Understanding Google's load balancing through gcloud commands and SDN stack

Hey folks! I’m trying to understand how Google does it’s load balancing.
I think this is correct:
The gcloud compute addresses create command is creating/registering an anycast ip address with the Google Front End (aka https://research.google/pubs/maglev-a-fast-and-reliable-software-network-load-balancer/|Maglev?).
Then stuff like gcloud compute forwarding-rules create (and stuff like url-maps and backends) says how to route requests the GFE recieves on that IP to the stuff I’ve created in GCP (like my gke cluster in northamerica-northeast1).

These commands seem kinda disconnected (to me), but if those are actually a set of commands for programming the GFE via the Software Defined Networking stack (https://cloud.google.com/blog/products/networking/google-cloud-networking-in-depth-how-andromeda-2-2-enables-high-throughput-vms|Andromeda?) then it feels like the dots are finally connecting.

Am I getting this right?

The 1st command is used to reserve a static IP (regional or global) for the LB setup . GFE is not within user’s control it is a abstraction layer but yet it is Maglev. The 2nd command is also part of the LB which routes traffic from GFE to the actual LB. Route LB request s to stuff created in GCP (aka backends) are done via backend services also a part of LB setup.

So when I create an IP maglev starts “anycasting” it?

No. Maglev is GFE at edge locations. When you create a IP , Maglev learns the LB and would route traffic from GFE to the LB based on whether it is a Global or Regional LB

If you look at some of their terraform load balancer modules, or some of their howtos on setup that use the CLI, it may help understand the different parts better. GCP’s load balancers have a lot of separate parts that are kind of hidden if you create them using the CLI or a Kubernetes resource.

Also, GCP has multiple load balancing implementations (internal L7, internal L4, external L7 (both classic and new flavors) and external L4).

They’re very performant / efficient, but understanding all the moving parts can be a lot (and again, both the parts involved and the underlying technology are somewhat different for all of the above). I think the newer flavor of external L7 LBs and internal L7 LBs are both based on Envoy

and do you have some links (to code, blog posts, videos, or terraform modules) that I should be looking at to get a better understanding?

tf module wise, could look at
https://github.com/terraform-google-modules/terraform-google-lb
https://github.com/terraform-google-modules/terraform-google-lb-http
https://github.com/terraform-google-modules/terraform-google-lb-internal

As far as other posts, there are a bunch of individual howtos in the GCP docs, for example
https://cloud.google.com/load-balancing/docs/https/ext-https-lb-simple etc.
— looking at the CLI commands should give a good idea of what the moving parts are.

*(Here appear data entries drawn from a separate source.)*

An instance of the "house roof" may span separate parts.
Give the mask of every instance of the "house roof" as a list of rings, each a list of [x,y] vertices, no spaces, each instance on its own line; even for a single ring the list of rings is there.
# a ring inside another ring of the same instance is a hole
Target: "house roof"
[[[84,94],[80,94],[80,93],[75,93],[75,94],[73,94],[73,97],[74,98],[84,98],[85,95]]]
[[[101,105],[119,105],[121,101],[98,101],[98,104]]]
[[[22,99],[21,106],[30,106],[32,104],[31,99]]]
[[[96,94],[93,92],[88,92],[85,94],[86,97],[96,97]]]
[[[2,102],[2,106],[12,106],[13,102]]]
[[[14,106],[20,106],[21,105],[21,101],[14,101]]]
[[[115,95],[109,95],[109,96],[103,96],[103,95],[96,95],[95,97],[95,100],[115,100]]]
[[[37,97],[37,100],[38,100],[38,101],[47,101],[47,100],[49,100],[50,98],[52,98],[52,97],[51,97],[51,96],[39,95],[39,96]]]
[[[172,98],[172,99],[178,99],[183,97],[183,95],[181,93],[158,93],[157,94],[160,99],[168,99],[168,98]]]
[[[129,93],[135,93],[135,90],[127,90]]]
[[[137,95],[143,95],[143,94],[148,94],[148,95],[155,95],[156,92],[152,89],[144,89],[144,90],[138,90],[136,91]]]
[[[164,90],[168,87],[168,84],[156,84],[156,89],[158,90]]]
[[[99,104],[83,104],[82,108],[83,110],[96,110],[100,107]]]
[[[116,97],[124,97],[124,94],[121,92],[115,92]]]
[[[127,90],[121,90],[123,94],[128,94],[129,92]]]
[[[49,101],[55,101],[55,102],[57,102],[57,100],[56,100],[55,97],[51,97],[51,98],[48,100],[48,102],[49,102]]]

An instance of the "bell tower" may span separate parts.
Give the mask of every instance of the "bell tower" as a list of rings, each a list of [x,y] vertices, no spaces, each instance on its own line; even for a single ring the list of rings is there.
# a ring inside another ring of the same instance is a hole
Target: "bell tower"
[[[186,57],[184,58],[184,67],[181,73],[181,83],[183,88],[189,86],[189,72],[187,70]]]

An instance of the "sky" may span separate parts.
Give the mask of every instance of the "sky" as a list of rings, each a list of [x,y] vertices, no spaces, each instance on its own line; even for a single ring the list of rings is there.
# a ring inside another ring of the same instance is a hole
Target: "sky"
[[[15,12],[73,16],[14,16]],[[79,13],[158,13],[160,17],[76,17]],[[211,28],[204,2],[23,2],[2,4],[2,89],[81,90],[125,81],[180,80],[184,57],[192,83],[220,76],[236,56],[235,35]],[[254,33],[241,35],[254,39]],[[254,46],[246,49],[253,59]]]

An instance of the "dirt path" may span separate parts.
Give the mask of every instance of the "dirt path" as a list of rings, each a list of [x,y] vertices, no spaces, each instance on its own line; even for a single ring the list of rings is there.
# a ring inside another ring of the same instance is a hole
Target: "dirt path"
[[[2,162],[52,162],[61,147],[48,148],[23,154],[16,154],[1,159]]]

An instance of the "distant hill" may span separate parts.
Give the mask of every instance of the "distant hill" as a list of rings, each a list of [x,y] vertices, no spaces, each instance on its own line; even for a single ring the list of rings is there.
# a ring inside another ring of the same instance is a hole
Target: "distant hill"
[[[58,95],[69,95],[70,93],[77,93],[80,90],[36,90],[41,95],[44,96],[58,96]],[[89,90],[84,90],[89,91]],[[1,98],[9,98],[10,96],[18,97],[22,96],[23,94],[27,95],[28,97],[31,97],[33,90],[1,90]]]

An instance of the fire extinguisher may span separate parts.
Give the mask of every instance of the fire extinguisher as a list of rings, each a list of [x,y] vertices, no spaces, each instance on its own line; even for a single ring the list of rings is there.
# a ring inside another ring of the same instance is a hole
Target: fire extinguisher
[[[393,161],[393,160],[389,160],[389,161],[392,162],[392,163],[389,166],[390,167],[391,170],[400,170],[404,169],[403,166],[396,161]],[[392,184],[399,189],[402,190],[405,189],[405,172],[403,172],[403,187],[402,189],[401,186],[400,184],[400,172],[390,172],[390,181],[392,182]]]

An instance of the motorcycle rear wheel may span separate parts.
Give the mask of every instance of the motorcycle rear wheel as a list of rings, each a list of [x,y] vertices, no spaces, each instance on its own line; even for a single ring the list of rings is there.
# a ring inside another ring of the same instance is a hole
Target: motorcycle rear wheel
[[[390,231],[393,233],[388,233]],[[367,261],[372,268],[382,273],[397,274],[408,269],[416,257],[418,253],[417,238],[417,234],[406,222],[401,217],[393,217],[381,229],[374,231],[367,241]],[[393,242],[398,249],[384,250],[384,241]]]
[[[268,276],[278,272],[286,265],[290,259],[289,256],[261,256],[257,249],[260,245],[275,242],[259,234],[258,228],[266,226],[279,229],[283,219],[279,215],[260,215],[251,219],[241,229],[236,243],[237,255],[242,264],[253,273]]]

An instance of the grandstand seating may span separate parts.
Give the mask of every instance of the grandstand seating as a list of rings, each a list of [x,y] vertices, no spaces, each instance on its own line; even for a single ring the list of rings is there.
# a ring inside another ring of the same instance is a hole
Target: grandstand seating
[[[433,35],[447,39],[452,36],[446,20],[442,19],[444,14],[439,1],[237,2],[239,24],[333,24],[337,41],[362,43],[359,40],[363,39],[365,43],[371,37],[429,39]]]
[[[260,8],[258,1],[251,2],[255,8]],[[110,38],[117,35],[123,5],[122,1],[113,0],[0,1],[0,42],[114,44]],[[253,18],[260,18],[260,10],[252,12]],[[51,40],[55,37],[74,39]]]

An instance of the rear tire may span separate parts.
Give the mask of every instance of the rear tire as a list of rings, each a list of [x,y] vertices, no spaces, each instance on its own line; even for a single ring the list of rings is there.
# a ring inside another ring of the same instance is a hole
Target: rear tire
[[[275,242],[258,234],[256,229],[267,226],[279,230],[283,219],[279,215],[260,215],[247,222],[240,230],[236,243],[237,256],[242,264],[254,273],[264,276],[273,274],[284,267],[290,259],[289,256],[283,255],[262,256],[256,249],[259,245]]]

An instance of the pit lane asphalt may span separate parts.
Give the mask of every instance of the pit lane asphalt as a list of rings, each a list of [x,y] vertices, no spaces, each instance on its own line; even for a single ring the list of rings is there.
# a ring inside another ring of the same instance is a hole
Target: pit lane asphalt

Some of this may be now outdated, and there might be some other good Next talks as well, but I believe I saw <https://www.youtube.com/watch?v=HUHBq_VGgFg|this talk> or <https://www.youtube.com/watch?v=J5HJ1y6PeyE|this talk> in person and found it very informative.

https://cloud.google.com/blog/products/gcp/google-shares-software-network-load-balancer-design-powering-gcp-networking
https://cloud.google.com/blog/products/networking/google-cloud-networking-in-depth-cloud-load-balancing-deconstructed
https://research.google.com/pubs/archive/44824.pdf
etc. for some higher level info

I think one of the massive pros is that GCP’s L7 LBs are mostly global from the start (vs. regional), and there are some pretty sophisticated options for how to handle traffic to different regions if you have a multi-region service (vs. having to have LBs in each region but then do DNS based global load balancing to determine where traffic goes).
With the envoy-based products, there are some other cool capabilities including (if memory serves), some facilities for things like traffic mirroring and chaos engineering hooks.

OTOH, there is some lack of configurability in terms of things like being able to apply firewall rules (yes, you can apply some restrictions using cloudarmor, but not at a lower level), choose what ports are being listened on, and, in a lot of cases, how error pages show up (though there are some new options there now, I think).